2. Pencocokan tegangan: tegangan keluaran pengenal catu daya seluler adalah 5V. Umumnya, ini harus dikontrol dalam kisaran 5V±0.1V. Jika tidak, beberapa beban 5V tidak dapat diisi.
3. Pencocokan arus: Arus keluaran terukur dari catu daya seluler umumnya dibagi menjadi dua kasus. Arus 1A mengisi daya ponsel biasa dan ponsel pintar, dan arus 2A (atau 2,1A) mengisi daya seri Apple atau tablet. Saat ini, jika menggunakan 2A atau kurang Output daya ponsel akan menyebabkan beban tidak terisi, dan waktu penggunaan setelah pengisian daya menjadi singkat. Dalam hal ini, yang terbaik adalah menggunakan catu daya seluler seri Apple khusus. Yang terbaik adalah mematikan beban untuk keluaran arus 2A/2.1A. Karena rumitnya fungsinya, terkadang tidak dapat mengisi daya saat booting.
4. Adaptasi adaptor: Catu daya seluler mengisi daya beban melalui kabel USB. Oleh karena itu, antarmuka yang menghubungkan beban harus konsisten dengan antarmuka beban.
5. Kualitas jalur koneksi: harus memilih kabel USB yang terbuat dari kabel standar internasional, jika tidak, jika resistansi internal jalur USB terlalu besar, dapat menyebabkan waktu pengisian daya terlalu lama atau pengisian daya gagal.
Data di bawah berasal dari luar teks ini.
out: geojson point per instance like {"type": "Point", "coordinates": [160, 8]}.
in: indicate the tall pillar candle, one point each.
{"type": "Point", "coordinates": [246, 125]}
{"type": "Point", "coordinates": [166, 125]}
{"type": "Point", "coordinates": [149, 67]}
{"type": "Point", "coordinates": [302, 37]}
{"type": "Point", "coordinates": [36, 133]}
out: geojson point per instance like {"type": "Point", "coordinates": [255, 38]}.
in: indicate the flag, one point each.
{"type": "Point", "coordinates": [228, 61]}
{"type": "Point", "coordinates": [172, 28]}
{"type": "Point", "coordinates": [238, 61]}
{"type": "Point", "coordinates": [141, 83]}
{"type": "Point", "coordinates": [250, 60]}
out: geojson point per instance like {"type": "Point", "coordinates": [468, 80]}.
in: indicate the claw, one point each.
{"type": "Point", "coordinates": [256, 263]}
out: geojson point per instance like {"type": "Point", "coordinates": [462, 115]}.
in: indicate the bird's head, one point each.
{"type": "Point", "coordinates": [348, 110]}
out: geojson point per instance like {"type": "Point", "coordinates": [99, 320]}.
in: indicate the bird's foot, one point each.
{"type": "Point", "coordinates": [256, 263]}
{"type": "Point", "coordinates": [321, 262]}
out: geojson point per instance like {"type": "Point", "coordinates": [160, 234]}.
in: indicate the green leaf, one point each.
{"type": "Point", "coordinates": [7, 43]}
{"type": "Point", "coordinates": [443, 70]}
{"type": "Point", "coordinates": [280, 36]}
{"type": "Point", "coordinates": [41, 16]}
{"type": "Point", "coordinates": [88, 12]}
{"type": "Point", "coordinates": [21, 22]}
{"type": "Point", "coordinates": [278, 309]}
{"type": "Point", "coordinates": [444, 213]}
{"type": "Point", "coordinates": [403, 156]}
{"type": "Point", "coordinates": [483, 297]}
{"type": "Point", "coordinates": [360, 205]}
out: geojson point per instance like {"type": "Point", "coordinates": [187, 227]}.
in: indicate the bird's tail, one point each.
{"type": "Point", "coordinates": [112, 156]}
6. Lingkungan pengisian daya harus berada di tempat yang berventilasi, tidak dapat dimasukkan ke dalam tas untuk mengisi daya ponsel. Karena pengisian daya ponsel akan mengubah sebagian konsumsi energi menjadi panas, di dalam tas, efek pembuangan panasnya buruk. Seperti disebutkan di atas, suhu yang terlalu tinggi akan membawa dampak negatif bahkan menyebabkan kecelakaan keselamatan.